Quantitative and Qualitative Change
Two states and forms assumed by the interconnection and development of things. Quantitative change and qualitative change are both caused by the contradictory motion of things.
Quantitative change, i.e., change of the quantitative determination of a thing, is an insignificant change within the scope of measure based on its original nature, including the increase or decrease of quantity, the change of place, the change of the arrangement order of component elements and the variation in the functions of the thing. What is generally seen as unity, stalemate, equilibrium and rest are all images of things presented in the process of quantitative change. The forms of quantitative change can basically be divided into two categories: those caused by an increase or decrease in quantity, and those caused by a change in the spatial relation, i.e., the arrangement order and structural form, of the components that constitute a thing.
Qualitative change is the fundamental change of the nature of things, the transformation of a thing from one qualitative state to another.

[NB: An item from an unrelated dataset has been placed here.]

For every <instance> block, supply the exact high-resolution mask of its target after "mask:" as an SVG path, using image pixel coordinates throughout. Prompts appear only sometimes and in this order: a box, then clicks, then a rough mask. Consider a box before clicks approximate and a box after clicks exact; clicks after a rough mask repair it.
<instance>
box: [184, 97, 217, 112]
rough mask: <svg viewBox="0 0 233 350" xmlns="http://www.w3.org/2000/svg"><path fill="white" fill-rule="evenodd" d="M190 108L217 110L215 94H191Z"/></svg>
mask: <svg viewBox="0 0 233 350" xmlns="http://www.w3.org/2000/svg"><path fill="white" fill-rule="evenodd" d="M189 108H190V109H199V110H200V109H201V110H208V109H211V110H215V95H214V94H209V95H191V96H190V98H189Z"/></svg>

Qualitative change manifests itself as a fundamental, significant change, a mutation, a break with the original measure, a break in the continuity and gradual progress of things. The dissolution of a unified thing, the destruction of a stalemate, of an equilibrium, and of a rest, etc. are images presented in the process of quantitative change.

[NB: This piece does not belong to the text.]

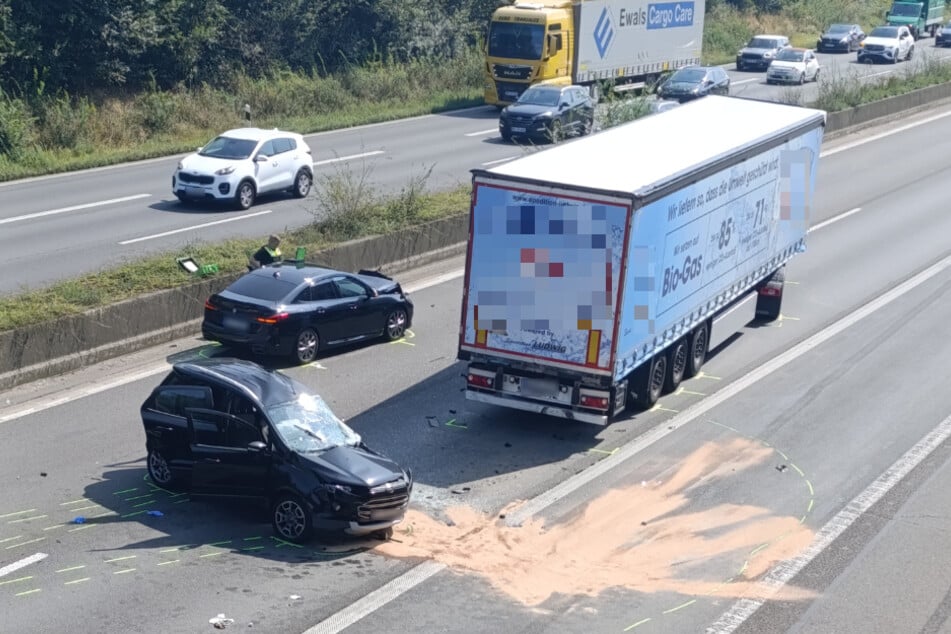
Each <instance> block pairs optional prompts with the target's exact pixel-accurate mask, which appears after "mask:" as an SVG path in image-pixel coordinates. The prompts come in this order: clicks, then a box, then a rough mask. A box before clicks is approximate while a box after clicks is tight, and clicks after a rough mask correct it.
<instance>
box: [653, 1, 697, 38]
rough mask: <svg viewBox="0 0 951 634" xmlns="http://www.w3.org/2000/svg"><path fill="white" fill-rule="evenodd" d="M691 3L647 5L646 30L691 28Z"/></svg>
mask: <svg viewBox="0 0 951 634" xmlns="http://www.w3.org/2000/svg"><path fill="white" fill-rule="evenodd" d="M693 14H694V9H693V2H664V3H661V4H649V5H647V30H648V31H650V30H651V29H675V28H678V27H684V26H693Z"/></svg>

Whether a change of things exceeds the measure or not is the fundamental hallmark of the distinction between quantitative and qualitative change. Quantitative and qualitative change are interconnected and transform into each other under certain conditions. First, quantitative change is the necessary preparation for qualitative change. The change of anything has a process of accumulation of quantitative change. Without the accumulation of quantitative change, qualitative change will not occur. Second, qualitative change is the necessary result of quantitative change. A purely quantitative change cannot last forever, and a certain degree of quantitative change will inevitably bring about a qualitative change. Third, quantitative change and qualitative changes are interpenetrating. On the one hand, in the process of a total quantitative change, there are stages and partial qualitative changes; on the other hand, in the process of qualitative change, there is also a contraction in quantity of the old quality and an expansion in quantity of the new quality.
The dialectical relation between quantitative change and qualitative change shows that the development of things always first begins with quantitative change. When the quantitative change reaches a critical point beyond the measure, it leads to a qualitative change, which is the process from quantitative change to qualitative change; qualitative changes bring about a new quantitative change, which is a process from qualitative change to quantitative change. The development of things is an infinite cycle repeating itself from quantitative change to qualitative change, and from qualitative change to a new quantitative change, an evolutionary process from the lower to the higher, from simple to complex.